Michael Berkland, 57, was arrested Friday on charges of improper storage of hazardous waste, keeping a public nuisance and driving with a suspended license. He was released on $10,000 bail.
Crudely preserved brains, hearts, lungs, and other organs and specimens — some in soda cups and plastic food containers — were discovered in more than 100 containers last month in a Pensacola storage unit that Berkland had rented for about three years. The unit had been auctioned off after Berkland defaulted on his payments, according to an arrest affidavit.
“The remains included tissue samples and dissected organs. (Investigators) also advised that there were numerous whole organs, including hearts, brains, a liver and a lung,” according to the affidavit.
Berkland’s attorney, Eric Stevenson, told the Pensacola News Journal that he and Berkland will start preparing their defense this week.
State Attorney Bill Eddins said more charges may be filed.
Berkland had declared the contents to be household goods, furniture, boxes, sporting goods and landscaping equipment. A man who bought the contents discovered the organs after becoming overpowered by a strange smell while sifting through the items, authorities said.
At the time, authorities said they found liquid leaking from a 32-ounce drink cup with a cracked lid that was holding a heart.
According to the arrest affidavit, 10 cardboard boxes stacked in a corner of the unit contained “numerous individual containers with human remains stored in a liquid substance.” Authorities said the solution contained methyl alcohol and formaldehyde, a chemical used to embalm and preserve bodies.
Most of the containers were labeled.

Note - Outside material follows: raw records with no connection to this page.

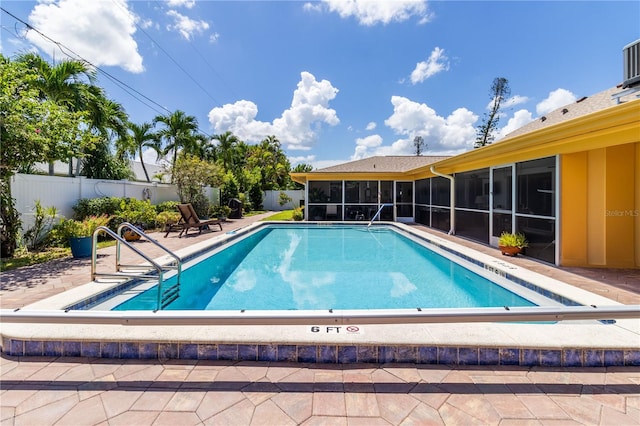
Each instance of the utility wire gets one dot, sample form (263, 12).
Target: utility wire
(172, 59)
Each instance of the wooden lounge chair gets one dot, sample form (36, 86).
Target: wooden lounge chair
(190, 220)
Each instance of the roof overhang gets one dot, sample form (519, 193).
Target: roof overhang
(612, 126)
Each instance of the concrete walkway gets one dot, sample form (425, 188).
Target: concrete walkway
(77, 391)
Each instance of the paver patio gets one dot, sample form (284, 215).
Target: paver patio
(76, 391)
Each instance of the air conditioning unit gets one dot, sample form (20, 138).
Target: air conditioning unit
(631, 58)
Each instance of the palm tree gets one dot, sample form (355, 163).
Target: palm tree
(140, 137)
(227, 143)
(179, 131)
(107, 121)
(62, 83)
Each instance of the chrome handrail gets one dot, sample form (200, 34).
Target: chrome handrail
(120, 240)
(142, 234)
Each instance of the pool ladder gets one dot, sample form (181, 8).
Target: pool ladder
(140, 271)
(378, 213)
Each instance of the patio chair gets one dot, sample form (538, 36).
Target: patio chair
(190, 220)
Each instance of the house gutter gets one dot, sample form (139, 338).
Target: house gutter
(452, 194)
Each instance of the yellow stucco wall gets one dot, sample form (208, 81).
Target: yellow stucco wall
(600, 212)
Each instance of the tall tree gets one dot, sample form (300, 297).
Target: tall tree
(65, 83)
(499, 92)
(179, 131)
(226, 148)
(140, 137)
(32, 129)
(108, 121)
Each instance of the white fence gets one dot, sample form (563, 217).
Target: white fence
(64, 193)
(271, 200)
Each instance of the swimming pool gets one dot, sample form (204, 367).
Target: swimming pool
(67, 324)
(280, 267)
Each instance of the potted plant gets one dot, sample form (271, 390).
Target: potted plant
(511, 244)
(79, 233)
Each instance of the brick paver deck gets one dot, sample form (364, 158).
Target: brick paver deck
(77, 391)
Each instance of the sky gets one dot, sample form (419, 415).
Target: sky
(335, 80)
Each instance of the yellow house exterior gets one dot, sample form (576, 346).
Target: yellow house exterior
(594, 191)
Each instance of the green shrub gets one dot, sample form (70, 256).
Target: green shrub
(167, 206)
(36, 237)
(166, 217)
(136, 212)
(96, 207)
(70, 228)
(508, 239)
(219, 211)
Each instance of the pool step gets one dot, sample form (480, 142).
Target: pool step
(169, 294)
(150, 270)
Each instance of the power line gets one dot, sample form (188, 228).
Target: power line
(172, 59)
(124, 86)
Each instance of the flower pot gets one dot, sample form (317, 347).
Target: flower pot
(80, 246)
(510, 250)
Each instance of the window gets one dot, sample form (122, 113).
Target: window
(536, 187)
(325, 191)
(440, 192)
(472, 189)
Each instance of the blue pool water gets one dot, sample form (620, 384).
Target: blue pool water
(324, 267)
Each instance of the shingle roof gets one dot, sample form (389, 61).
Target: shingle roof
(383, 164)
(582, 106)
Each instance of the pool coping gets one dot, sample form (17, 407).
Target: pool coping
(561, 344)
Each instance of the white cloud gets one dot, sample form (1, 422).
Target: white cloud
(301, 159)
(186, 26)
(519, 119)
(181, 3)
(100, 32)
(296, 127)
(372, 12)
(436, 63)
(515, 100)
(442, 135)
(556, 99)
(365, 145)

About half were medical grade, according to the affidavit, and the other half included the cups and plastic containers, according to the affidavit.

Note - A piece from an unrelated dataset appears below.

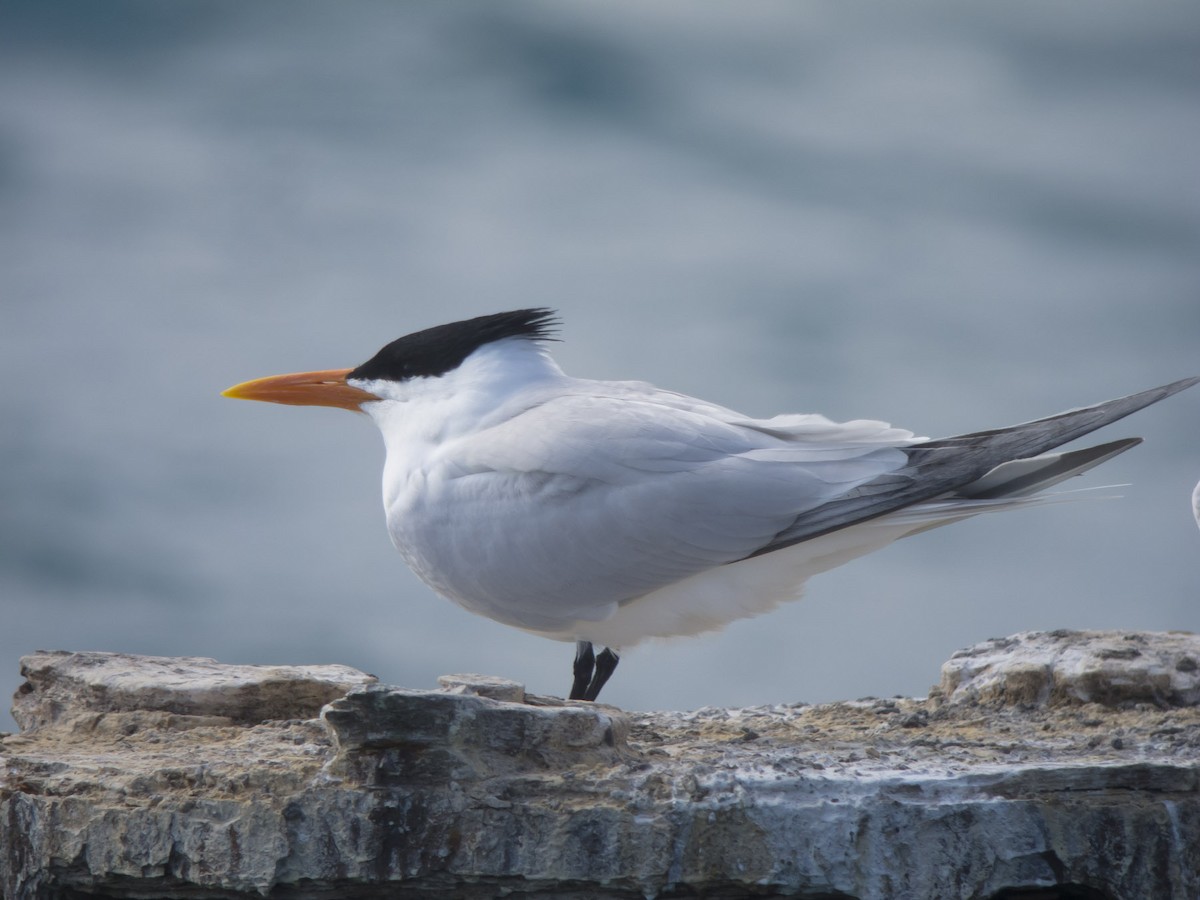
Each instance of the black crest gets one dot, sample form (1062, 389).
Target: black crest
(441, 349)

Berkland worked at the District 1 medical examiner’s office in Pensacola from 1997 to 2003, when he was fired for not completing autopsy reports. Berkland’s license to serve as a medical examiner in Florida has been withdrawn.
Before going to Florida, Berkland was fired in 1996 as a contract medical examiner in Jackson County in a dispute over his caseload and autopsy reports. Investigators found eight undissected brains when they reviewed files and specimens handled by Berkland, indicating he had fabricated autopsy results, authorities said.

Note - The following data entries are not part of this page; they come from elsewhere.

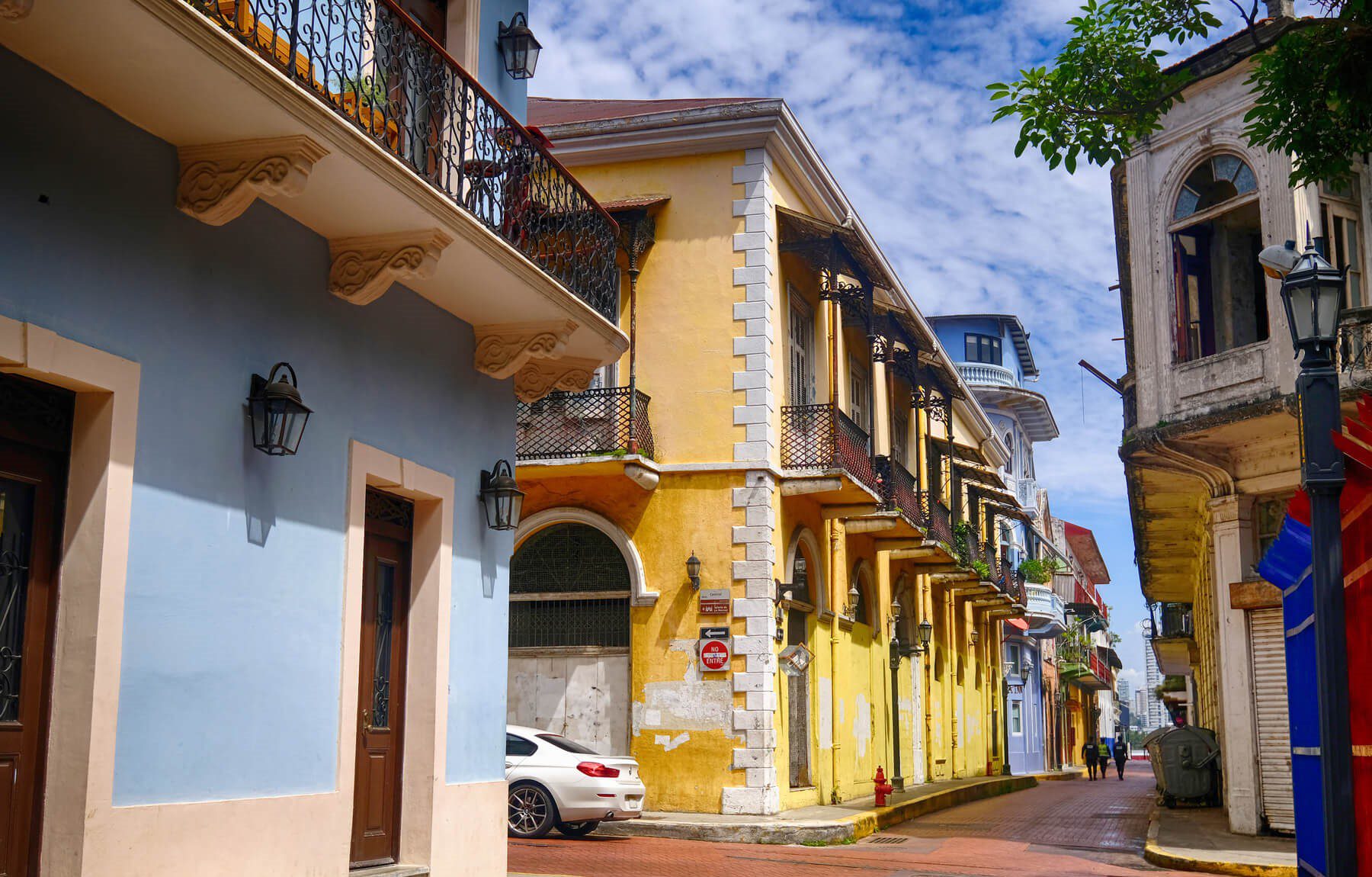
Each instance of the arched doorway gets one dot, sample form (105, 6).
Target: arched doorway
(569, 645)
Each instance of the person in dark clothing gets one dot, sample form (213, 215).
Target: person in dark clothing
(1091, 755)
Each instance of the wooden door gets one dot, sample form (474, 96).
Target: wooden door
(29, 512)
(386, 599)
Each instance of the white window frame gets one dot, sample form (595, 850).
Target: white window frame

Berkland said he did not dissect the brains because he planned to use them in a pathology class he was teaching. They were mistakenly reported dissected, he said, because that was the usual procedure and his recorded dictation included a stock phrase that the brain was sectioned.
A new medical examiner, Thomas W. Young, filed a complaint against Berkland with the state board of healing arts, and Berkland’s doctor’s license eventually was revoked. However, the Missouri attorney general’s office found that no criminal cases had been jeopardized.
At the time, Berkland contended the actions against him in Missouri were politically motivated and unfair because he was unable to present evidence in his defense.
In Pensacola, the medical examiner’s office said the organs found in the storage unit appear to have come from private autopsies that Berkland performed between 1997 and 2007 at funeral homes in the Florida Panhandle and in Tallahassee.
Jeff Martin, director of the medical examiner’s office, said about 10 families have been notified that their relatives’ remains were in the unit.
Improper storage of hazardous waste carries a maximum prison sentence of five years, and keeping a public nuisance, a misdemeanor charge, could mean a 60-day jail term, according to the state attorney’s office.